Mais malgré cette dynamique confirmée par certains observateurs, des freins persistent. Le sondage montre ainsi que 23% des sondés disent mal connaître le milieu et 15% trouvent le niveau de salaire rebutant. L’étude souligne  que ce déficit de notoriété est “sans doute” dû au fait que “ses spécificités et ses valeurs ne sont pas assez enseignées dans les universités et les grandes écoles !

Les associations étudiantes s’organisent


Pour tenter de pallier le manque de visibilité des voies alternatives en faveur d’une transition écologique dans leurs écoles, des associations étudiantes s’organisent pour mettre en avant ces initiatives. Marie Gillet précise que des alternatives aux forums traditionnels (où seuls les grands groupes sont en mesure de payer la somme nécessaire pour tenir un stand) sont expérimentées.

Par exemple, l’association NOISE organise le forum “Génération Changement” qui met en avant “des entreprises et associations engagées ayant à cœur de participer à leur échelle aux grands défis du monde de demain : préserver notre planète, imaginer de nouveaux modes de travail, créer une société et un monde du travail plus inclusifs…

Il n’empêche que ces forums ont tendance à n’attirer que la population estudiantine déjà très engagée et mobilisée.
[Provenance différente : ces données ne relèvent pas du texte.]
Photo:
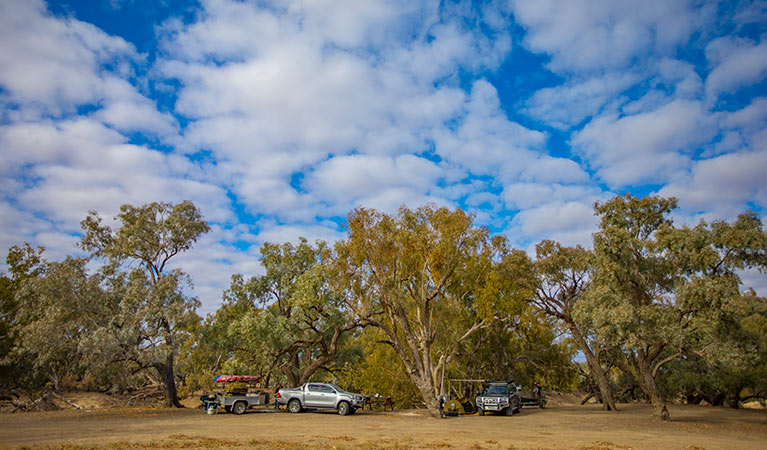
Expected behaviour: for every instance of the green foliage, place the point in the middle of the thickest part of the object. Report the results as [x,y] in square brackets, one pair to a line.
[406,301]
[663,292]
[287,323]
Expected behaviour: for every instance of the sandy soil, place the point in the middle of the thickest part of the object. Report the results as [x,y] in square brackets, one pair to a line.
[558,427]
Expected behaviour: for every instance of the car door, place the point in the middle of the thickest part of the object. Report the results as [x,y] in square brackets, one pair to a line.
[313,396]
[329,396]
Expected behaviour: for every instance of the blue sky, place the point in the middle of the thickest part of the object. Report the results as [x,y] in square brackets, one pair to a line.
[278,117]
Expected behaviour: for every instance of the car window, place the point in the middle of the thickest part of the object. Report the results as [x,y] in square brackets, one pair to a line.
[496,389]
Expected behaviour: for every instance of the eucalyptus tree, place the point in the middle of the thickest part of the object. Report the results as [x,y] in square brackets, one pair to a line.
[292,321]
[24,262]
[426,279]
[661,291]
[149,321]
[563,275]
[50,306]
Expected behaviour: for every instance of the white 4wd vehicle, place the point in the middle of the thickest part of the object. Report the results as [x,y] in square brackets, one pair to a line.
[320,396]
[499,396]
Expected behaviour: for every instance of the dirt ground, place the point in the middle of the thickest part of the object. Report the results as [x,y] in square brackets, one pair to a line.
[563,426]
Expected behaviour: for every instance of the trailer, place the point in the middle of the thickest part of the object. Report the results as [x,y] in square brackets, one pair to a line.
[534,397]
[236,394]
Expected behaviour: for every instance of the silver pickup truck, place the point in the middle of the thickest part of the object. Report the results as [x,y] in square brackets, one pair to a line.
[500,397]
[320,396]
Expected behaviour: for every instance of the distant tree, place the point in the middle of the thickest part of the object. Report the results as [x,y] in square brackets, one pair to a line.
[662,292]
[563,275]
[153,306]
[23,262]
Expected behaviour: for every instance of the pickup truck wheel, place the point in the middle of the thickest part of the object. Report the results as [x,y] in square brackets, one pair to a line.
[294,406]
[344,409]
[239,408]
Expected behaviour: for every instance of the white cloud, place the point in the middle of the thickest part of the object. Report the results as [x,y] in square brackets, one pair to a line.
[568,104]
[53,63]
[737,63]
[723,185]
[649,147]
[597,35]
[570,223]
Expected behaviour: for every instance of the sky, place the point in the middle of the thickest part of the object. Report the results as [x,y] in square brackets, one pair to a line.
[277,118]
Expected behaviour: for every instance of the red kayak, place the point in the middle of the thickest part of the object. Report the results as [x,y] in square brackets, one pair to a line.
[232,378]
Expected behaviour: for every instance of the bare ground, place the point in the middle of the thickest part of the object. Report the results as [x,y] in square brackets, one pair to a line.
[562,426]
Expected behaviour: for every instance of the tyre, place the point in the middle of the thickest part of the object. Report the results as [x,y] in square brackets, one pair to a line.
[239,408]
[294,406]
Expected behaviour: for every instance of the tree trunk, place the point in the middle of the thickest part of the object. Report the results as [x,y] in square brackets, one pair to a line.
[165,370]
[426,388]
[650,387]
[606,391]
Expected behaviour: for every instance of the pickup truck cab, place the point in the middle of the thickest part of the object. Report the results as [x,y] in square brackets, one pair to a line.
[499,396]
[320,396]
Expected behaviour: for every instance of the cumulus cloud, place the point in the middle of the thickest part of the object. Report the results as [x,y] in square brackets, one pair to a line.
[644,148]
[736,63]
[722,186]
[569,104]
[598,35]
[279,117]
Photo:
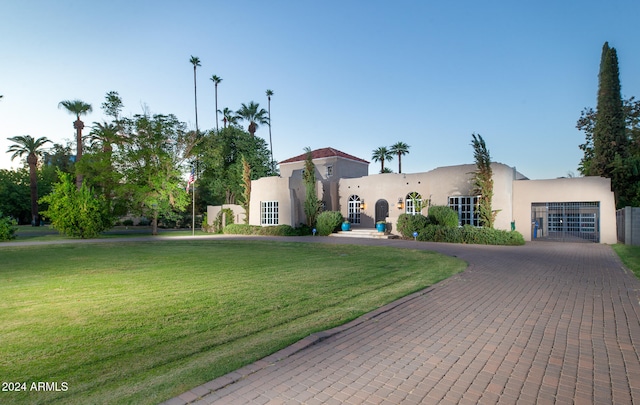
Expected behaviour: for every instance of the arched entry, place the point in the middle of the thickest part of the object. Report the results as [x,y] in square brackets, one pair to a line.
[353,209]
[382,210]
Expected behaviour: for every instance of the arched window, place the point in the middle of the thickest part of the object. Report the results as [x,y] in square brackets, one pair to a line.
[413,203]
[353,209]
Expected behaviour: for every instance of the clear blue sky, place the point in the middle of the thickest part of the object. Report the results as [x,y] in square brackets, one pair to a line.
[353,75]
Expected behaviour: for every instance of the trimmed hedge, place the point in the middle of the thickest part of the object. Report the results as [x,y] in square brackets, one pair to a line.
[328,222]
[407,224]
[277,230]
[427,232]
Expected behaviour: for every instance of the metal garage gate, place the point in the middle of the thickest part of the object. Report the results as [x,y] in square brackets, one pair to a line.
[566,221]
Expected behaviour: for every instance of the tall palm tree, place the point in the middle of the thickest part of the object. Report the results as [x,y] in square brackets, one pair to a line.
[25,144]
[229,117]
[400,149]
[78,108]
[269,94]
[380,155]
[105,135]
[216,80]
[195,61]
[254,114]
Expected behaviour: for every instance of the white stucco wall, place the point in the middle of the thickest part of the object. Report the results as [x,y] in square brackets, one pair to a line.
[578,189]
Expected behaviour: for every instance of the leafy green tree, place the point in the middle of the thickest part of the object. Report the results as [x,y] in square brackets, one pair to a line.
[254,114]
[77,212]
[112,105]
[27,145]
[229,117]
[221,161]
[195,61]
[312,205]
[400,149]
[216,81]
[15,191]
[77,108]
[380,155]
[483,181]
[97,166]
[151,163]
[7,227]
[14,194]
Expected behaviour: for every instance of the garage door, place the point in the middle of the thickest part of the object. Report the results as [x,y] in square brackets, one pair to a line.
[566,221]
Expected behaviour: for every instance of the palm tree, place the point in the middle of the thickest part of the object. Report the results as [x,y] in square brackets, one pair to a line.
[400,149]
[104,135]
[32,148]
[269,94]
[254,114]
[77,107]
[216,80]
[228,117]
[380,155]
[195,61]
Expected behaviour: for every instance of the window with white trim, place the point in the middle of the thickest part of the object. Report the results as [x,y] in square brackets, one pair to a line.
[268,213]
[329,171]
[411,200]
[465,206]
[353,209]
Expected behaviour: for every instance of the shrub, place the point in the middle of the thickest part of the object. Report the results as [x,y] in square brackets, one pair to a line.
[77,212]
[443,215]
[278,230]
[328,221]
[7,228]
[407,224]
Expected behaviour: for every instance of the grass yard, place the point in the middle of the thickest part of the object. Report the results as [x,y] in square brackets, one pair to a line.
[28,233]
[630,256]
[141,322]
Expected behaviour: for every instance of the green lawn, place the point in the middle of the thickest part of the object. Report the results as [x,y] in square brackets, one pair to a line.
[630,256]
[47,233]
[141,322]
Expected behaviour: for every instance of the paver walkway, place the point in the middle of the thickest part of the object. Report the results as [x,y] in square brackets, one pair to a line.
[542,323]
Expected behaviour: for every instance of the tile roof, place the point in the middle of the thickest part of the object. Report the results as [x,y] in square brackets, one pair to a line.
[324,153]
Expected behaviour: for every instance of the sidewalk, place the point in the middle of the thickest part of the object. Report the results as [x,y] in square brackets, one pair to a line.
[540,323]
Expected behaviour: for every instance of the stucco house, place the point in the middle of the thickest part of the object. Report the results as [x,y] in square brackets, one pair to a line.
[565,209]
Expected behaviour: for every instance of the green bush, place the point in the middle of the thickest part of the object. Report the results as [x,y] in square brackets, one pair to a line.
[7,228]
[469,234]
[442,215]
[77,212]
[278,230]
[328,222]
[407,224]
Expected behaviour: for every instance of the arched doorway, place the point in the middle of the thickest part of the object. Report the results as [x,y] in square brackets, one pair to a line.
[382,210]
[353,209]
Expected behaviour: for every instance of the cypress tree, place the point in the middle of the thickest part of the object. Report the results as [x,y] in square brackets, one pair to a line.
[609,138]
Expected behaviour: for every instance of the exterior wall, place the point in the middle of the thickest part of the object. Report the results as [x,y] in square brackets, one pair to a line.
[436,185]
[579,189]
[213,211]
[290,194]
[342,168]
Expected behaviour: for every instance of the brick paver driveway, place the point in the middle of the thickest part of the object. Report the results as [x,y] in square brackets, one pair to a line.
[541,323]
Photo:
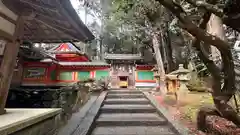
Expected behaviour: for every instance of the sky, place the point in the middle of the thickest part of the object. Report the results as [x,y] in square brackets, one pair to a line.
[81,12]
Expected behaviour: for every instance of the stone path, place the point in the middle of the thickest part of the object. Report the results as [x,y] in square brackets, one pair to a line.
[125,112]
[129,112]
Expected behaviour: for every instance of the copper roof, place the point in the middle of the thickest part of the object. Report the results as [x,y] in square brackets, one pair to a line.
[50,21]
[123,56]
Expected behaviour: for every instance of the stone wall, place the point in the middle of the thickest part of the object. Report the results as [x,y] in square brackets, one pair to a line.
[69,100]
[49,126]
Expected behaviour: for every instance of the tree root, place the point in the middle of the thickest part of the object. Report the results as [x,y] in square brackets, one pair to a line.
[210,121]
L’étudiante en agronomie le déplore mais reste confiante : “Malheureusement, la visibilité des alternatives aux secteurs traditionnels reste marginale, alors que ces alternatives devraient être la norme. Tout l’enjeu réside maintenant dans l’inversion du rapport de force.

Et, certainement, à résoudre la tension entre la volonté de changer les choses à l’intérieur l’école et de l’entreprise, et le désir de s’orienter vers des alternatives moins visibles et rémunérées pour faire contrepoids aux grands groupes. Ceux-ci, en attendant, sont prévenus : s’ils ne changent pas, ils prennent le risque d’un grand exode.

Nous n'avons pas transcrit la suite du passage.